Суббота даже не улыбнулся, сказал спокойно.
– Еще раз такое скажешь, башку снесу, падаль.
А вот Афанасий рассмеялся
– А ты не боишься, что мы тебя с собой утянем, драгоценный друг?
– Так если так, тогда плаха. И вам и мне. Жизни точно не будет Ни такой ни этакой. Да и кто вам поверит. Даже я теперь не верю, что с вами когда-то дело имел, драгоценный друг.
ХХХ
Борис Годунов смотрел на Каракута с любопытством. Федор был бледен, но старался держаться прямо и смотреть смело.

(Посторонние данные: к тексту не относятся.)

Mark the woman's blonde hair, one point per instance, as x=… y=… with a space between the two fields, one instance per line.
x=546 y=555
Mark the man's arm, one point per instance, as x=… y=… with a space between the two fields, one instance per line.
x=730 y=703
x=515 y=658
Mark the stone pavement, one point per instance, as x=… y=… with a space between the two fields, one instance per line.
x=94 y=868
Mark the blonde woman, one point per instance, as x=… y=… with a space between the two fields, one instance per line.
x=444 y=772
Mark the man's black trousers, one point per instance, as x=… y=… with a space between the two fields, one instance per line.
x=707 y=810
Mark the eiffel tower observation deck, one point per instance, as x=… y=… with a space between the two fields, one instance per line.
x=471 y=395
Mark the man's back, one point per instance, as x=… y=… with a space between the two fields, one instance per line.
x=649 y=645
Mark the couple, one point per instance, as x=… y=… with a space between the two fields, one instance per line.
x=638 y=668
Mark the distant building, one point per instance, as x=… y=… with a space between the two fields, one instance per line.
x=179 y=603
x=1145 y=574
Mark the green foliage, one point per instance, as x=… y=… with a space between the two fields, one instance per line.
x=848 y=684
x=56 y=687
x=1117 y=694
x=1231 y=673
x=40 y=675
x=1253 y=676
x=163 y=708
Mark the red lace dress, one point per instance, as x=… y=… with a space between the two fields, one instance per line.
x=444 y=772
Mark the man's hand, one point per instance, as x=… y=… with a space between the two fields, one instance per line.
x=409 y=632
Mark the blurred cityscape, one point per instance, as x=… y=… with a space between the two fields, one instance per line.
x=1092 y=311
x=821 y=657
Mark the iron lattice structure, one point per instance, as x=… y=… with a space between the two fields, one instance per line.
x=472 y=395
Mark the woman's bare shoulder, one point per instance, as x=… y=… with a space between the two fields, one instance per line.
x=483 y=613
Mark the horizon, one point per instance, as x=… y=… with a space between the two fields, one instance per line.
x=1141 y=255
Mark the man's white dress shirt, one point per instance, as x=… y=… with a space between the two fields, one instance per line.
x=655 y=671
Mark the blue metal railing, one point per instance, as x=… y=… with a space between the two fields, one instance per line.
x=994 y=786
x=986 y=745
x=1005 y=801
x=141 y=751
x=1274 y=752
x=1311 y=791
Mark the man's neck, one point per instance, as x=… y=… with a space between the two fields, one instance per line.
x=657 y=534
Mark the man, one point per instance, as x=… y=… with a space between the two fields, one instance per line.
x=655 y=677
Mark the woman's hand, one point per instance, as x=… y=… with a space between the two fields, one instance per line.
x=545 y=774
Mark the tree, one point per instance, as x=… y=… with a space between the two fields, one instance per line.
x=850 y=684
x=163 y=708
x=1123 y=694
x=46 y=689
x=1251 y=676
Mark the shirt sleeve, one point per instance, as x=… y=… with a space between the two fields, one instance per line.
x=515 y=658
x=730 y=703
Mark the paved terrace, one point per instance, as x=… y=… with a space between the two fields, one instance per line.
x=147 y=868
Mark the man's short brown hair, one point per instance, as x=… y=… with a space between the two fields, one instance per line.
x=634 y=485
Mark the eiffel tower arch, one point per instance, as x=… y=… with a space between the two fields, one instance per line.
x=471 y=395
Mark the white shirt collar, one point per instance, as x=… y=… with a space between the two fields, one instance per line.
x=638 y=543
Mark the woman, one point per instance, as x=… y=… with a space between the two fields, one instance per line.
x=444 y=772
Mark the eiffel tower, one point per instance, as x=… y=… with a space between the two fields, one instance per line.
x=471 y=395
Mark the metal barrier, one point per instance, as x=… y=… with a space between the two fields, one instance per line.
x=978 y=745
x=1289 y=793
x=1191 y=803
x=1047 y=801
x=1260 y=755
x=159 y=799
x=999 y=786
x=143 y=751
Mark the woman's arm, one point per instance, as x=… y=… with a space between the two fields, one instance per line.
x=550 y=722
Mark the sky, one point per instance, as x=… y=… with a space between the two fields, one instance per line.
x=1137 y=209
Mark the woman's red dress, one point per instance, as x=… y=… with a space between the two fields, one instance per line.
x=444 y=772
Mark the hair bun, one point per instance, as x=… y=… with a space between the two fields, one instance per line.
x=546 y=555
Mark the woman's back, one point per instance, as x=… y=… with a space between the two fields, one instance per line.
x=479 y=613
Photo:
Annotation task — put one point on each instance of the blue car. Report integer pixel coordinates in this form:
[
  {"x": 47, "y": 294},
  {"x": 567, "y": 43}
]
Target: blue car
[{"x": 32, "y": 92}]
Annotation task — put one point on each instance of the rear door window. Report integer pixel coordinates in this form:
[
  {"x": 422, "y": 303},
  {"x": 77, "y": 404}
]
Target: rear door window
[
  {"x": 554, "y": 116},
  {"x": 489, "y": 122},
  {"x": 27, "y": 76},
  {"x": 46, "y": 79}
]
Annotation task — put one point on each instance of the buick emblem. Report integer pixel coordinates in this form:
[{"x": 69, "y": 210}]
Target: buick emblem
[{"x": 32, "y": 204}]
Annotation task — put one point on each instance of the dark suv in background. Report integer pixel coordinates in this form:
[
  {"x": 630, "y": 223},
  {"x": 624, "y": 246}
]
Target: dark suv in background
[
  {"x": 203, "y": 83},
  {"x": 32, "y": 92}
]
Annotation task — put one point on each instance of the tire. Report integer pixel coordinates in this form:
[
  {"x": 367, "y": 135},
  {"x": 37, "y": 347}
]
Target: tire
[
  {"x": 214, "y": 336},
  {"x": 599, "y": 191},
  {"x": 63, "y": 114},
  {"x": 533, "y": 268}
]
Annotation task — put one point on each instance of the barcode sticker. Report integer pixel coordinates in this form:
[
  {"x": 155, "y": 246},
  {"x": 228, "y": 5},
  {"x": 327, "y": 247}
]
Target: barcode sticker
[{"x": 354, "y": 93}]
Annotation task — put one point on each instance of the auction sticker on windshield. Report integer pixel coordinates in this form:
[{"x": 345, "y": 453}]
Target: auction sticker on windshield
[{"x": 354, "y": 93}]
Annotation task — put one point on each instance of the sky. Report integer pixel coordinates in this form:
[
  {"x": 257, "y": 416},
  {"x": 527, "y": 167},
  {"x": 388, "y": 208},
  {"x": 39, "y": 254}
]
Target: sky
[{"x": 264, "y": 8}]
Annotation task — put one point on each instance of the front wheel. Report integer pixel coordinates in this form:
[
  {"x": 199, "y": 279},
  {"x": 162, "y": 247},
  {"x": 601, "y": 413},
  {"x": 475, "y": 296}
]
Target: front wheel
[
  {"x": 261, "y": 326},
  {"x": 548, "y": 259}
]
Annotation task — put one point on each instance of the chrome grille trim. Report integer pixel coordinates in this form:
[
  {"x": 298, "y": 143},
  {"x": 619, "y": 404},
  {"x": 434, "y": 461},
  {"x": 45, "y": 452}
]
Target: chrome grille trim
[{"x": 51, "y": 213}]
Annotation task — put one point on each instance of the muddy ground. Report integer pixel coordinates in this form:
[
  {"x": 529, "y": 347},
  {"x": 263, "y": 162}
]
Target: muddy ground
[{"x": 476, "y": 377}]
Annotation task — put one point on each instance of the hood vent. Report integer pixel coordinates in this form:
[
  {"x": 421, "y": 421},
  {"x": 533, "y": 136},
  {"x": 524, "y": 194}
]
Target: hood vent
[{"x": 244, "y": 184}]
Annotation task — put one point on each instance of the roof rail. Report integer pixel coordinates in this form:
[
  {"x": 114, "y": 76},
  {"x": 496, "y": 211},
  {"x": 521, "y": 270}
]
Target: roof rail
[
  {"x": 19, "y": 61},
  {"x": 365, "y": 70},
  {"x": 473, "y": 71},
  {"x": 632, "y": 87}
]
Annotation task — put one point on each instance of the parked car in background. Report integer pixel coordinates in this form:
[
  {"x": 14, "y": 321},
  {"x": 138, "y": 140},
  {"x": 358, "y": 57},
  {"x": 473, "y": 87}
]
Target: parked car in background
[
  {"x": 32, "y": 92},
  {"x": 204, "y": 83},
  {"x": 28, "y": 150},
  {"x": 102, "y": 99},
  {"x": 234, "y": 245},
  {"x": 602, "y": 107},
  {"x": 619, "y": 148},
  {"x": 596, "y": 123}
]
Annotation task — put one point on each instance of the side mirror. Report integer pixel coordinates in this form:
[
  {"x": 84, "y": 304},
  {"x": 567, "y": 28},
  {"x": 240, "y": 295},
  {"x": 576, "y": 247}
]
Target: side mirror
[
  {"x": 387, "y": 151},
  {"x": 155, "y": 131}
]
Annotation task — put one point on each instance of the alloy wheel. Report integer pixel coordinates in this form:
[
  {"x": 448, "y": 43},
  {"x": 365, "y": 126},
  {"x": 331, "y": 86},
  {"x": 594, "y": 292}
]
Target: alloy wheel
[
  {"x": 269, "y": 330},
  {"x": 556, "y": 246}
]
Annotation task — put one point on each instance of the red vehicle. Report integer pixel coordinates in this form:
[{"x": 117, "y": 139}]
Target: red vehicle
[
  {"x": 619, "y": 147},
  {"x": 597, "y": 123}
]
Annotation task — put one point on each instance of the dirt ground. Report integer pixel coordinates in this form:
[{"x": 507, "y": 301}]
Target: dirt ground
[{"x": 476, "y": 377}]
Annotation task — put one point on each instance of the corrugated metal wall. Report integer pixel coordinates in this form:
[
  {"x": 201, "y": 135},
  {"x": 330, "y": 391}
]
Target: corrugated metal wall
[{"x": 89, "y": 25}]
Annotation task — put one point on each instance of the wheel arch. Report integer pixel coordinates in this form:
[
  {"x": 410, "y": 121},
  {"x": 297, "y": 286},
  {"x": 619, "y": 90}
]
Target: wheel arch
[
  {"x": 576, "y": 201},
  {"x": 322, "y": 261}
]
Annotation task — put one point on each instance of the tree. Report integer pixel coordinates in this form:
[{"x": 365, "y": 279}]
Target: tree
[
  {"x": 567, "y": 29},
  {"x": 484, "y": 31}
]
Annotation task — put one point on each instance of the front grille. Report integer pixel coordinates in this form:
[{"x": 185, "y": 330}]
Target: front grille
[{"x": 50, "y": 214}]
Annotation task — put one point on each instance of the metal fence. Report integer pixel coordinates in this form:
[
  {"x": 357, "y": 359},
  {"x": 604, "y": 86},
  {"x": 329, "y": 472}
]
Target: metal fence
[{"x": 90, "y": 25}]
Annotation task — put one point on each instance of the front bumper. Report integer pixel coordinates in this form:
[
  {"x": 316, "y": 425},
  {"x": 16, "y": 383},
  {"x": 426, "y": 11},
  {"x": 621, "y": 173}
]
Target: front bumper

– И как тебя теперь звать? – спросил правитель.
– Каракут.
– Каракут.
– Черный камень.
– Черный камень.
– Казаки покрестили. А мне все равно...Все лучше прежнего. Солнце не застит и дышать легко.
– Черный камень. Что же. Расскажи мне, черный камень, как ты жив остался? На Пеха не похоже. Он точно бьет, архангел Михаил.
– Не добил...Меня Суббота Зотов подобрал. Выходил.
– Зачем же?
–На случай....Не случился случай. Ты Бельского и Мстиславского одолел, вот я ему и без надобности оказался. Он меня в Крым запродал.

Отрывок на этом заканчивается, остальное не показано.